Despite being ancient by video game standards, at 35 years old, Super Mario Bros. is still enjoyable and instantly comprehensible today. Its first level is arranged in such a way that the new player instinctively learns its rules in the opening few seconds: jump on enemies, hit question-mark blocks with your head, eat mushrooms to power up. It is so elegant that it is still taught in game design courses – as the basic architecture of fun.
And it’s still glorified by accountants, too. Super Mario Bros. was a turning point for the business of video games, arriving at a time when early home games consoles from the likes of Atari and Mattel had crashed in the US, and when industrious Nintendo employees had to basically plead with stores for them to stock consoles and games – even setting up displays themselves. But Super Mario Bros. was its own advertisement. It went on to sell 40 million copies.
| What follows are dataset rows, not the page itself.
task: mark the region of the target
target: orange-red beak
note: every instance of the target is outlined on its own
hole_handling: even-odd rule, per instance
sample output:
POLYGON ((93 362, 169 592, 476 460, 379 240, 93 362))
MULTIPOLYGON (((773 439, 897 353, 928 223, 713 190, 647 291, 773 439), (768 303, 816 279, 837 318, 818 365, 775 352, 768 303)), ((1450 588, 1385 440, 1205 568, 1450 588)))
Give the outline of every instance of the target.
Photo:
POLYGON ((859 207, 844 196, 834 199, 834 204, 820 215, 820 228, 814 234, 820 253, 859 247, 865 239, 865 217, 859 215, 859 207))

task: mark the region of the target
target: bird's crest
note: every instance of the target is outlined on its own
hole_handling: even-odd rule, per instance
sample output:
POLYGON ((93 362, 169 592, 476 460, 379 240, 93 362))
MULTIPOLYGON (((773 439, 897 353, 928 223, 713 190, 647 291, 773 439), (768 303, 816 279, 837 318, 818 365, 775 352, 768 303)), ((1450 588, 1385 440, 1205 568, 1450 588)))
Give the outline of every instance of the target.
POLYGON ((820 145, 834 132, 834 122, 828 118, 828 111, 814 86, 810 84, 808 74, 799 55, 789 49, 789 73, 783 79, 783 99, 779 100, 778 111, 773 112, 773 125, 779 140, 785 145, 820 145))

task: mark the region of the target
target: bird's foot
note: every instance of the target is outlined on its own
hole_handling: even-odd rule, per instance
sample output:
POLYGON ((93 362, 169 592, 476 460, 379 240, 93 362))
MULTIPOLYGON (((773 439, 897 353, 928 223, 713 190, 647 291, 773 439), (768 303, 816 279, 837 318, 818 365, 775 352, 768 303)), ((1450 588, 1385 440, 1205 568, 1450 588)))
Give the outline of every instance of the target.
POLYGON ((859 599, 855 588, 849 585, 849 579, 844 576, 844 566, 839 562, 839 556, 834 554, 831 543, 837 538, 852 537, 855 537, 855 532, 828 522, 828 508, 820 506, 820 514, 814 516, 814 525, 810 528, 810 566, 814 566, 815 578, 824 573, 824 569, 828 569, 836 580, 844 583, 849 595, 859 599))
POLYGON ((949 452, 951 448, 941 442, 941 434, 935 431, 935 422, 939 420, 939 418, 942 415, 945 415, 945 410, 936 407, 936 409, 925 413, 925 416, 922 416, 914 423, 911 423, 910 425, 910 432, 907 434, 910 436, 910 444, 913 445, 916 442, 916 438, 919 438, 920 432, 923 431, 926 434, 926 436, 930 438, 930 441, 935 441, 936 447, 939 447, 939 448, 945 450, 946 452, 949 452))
Of course, many other games came before Super Mario Bros., and some of them stoked the world’s enthusiasm. It was preceded by Pong, by Pac-Mania, and by Space Invaders, which enthralled millions – including a 33-year-old Martin Amis, who wrote a little-appreciated book about it, called Invasion of the Space Invaders: An Addict’s Guide to Battle Tactics, Big Scores and the Best Machines.
But Super Mario Bros. is what turned video games into a cultural phenomenon in most parts of the world, sweeping Japan before reviving an almost-dead industry in the US and bringing into homes the kind of raucous, dazzling fun that could previously only be had with a coin-swallowing arcade machine. It is the game that welcomed a generation of children who weren’t playing in bars or smoky arcades into love of video games – or hooked them in, depending on your perspective.
And while the NES was never the all-consuming force in the UK and Europe that it was in Japan and America, Mario nonetheless became gaming’s first real global icon – its Mickey Mouse.
For much of the 1980s and 1990s, even the 2000s, there was a prevailing attitude among older adults that video games were insidious things. What else were they to think, watching children glassy-eyed in front of a screen, jumping a little pixel man over chasms again and again and again? But they couldn’t see what was going on inside those children’s heads; their imaginations filling in the gaps left by primitive graphics and sound, creating a world of wonder.
Those same children are now the almost-middle-aged arbiters of culture – and, for them, Super Mario Bros. was not a vacuous distraction but one of the foundational texts of an emerging medium, a work that inspired practically every game designer that followed.